Today is January 14th, 2026, and I refuse to write about myself in the third person. My name is Anton Vasilyev-Zarzhevskiy. I’m a composer, field recordist, analog photographer, performer and non-artist. I also work as a sound engineer, predominantly in the contemporary music and sound art scenes.
I love time, and I hate empire.
I search for ways of making sounds and images — music, photography, and video — that oppose the imperial logic of alienation, constant expansion, and unlimited growth.
Within the imperial condition, a piece of art is treated as an object that stands on its own: useless, or useful only within the framework of the system called “art.” These otherwise useless objects acquire value only when they are exhibited. I reject this logic.
The commonly used notion of art is deeply rooted in the colonial rule. The extracting of objects from colonized communities by the imperial powers was a part of the broader destruction of those communities’ worlds. Many of these objects had clear functions within their original contexts – such as household uses or spiritual purposes. Once removed, they were uprooted from their origins and stripped of their function. In the hands of the colonizers, these objects became functionless — in a sense, useless. Their only function became the demonstration of power of the colonizers a power sustained by the enforced dependence of colonized communities. This display of dominance was institutionalized in spaces designed specifically for that purpose: the museum.
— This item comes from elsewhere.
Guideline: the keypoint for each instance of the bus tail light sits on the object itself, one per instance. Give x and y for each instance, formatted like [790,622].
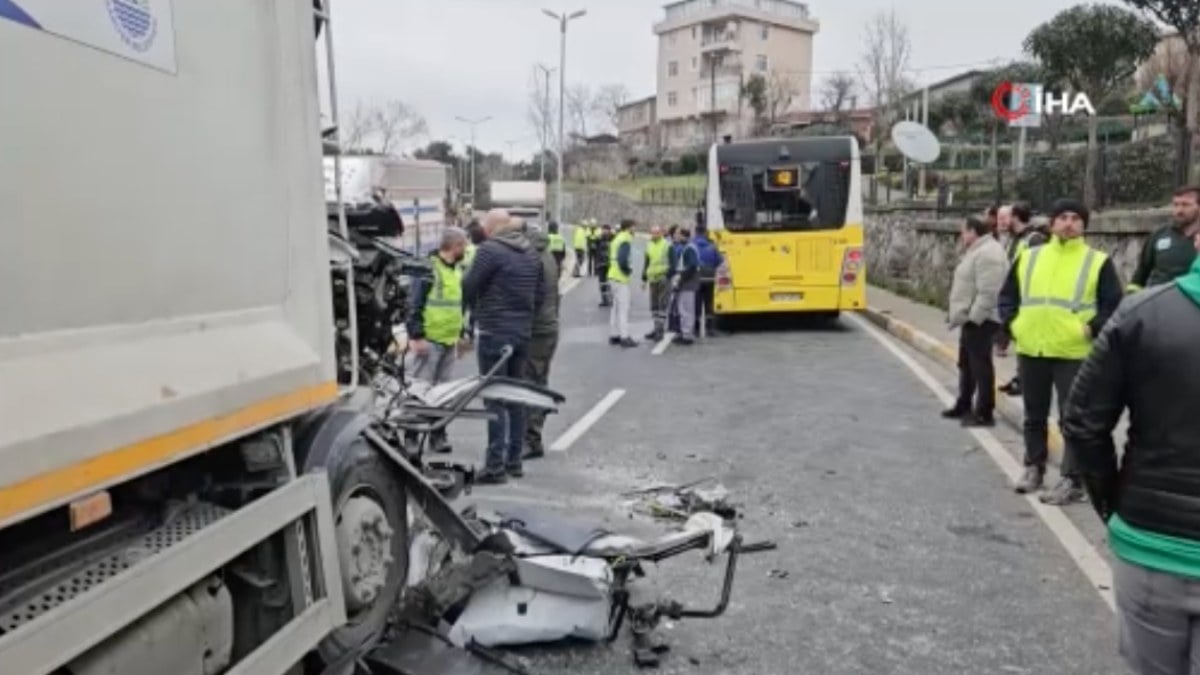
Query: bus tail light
[851,266]
[724,280]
They say „look forward”, they say, „don’t look back”. Under the imperial condition we are compelled to generate „new“. The very idea of modernity – of looking forward, of discarding the past – is installed by the imperial rule as part of its logic of growth, expansion, and progress.
We perform exchanges between the so-called profane and the sublime; we place a pissoir in a museum; we record the sounds of our homes and everyday lives; we declare everything to be art. We extract objects from their original contexts and exhibit them. This is imperial logic.
I refuse to generate the „new”. I oppose the imperial idea of progress. Call me a lunatic, esoteric, or conservative — I don’t care, because I’m none of these.
I examine the mechanisms through which empire steals our time, forcing us to look forward and fetishize progress. In doing so, empire steals our past. It uproots us from our histories and our ancestors; it indoctrinates us; it teaches us to forget — making further acts of cultural erasure and genocide, possible.
I work with so-called time-based media: music, sound, analog photography, and video.
In my compositional practice, I seek situations that foreground the physical presence of both performers and listeners. I approach the ensemble as a community and aim to challenge the alienating methods of composition dominating the contemporary music scene.
In my fieldwork, I attempt to recontextualize recording media – audio, video, and photography – transforming them from instruments that separate us from our past and the body politic, fetishize the recorded subject — into tools that resist this very logic.
I try to reclaim the time which was stolen from me.
I studied composition at the University of Arts in Bremen.
Before that I studied at the Moscow Technical University Bauman.
Before that I went to school and played Balalaika.
Before that I was born in Cherepovets, 1984.
I was given only my father’s surname. I later reclaimed my maternal surname. I wanted to become a mathematician. Instead of that I became what I am now. Last year I decided to pursue a master’s degree in Mathematics. I live in Berlin.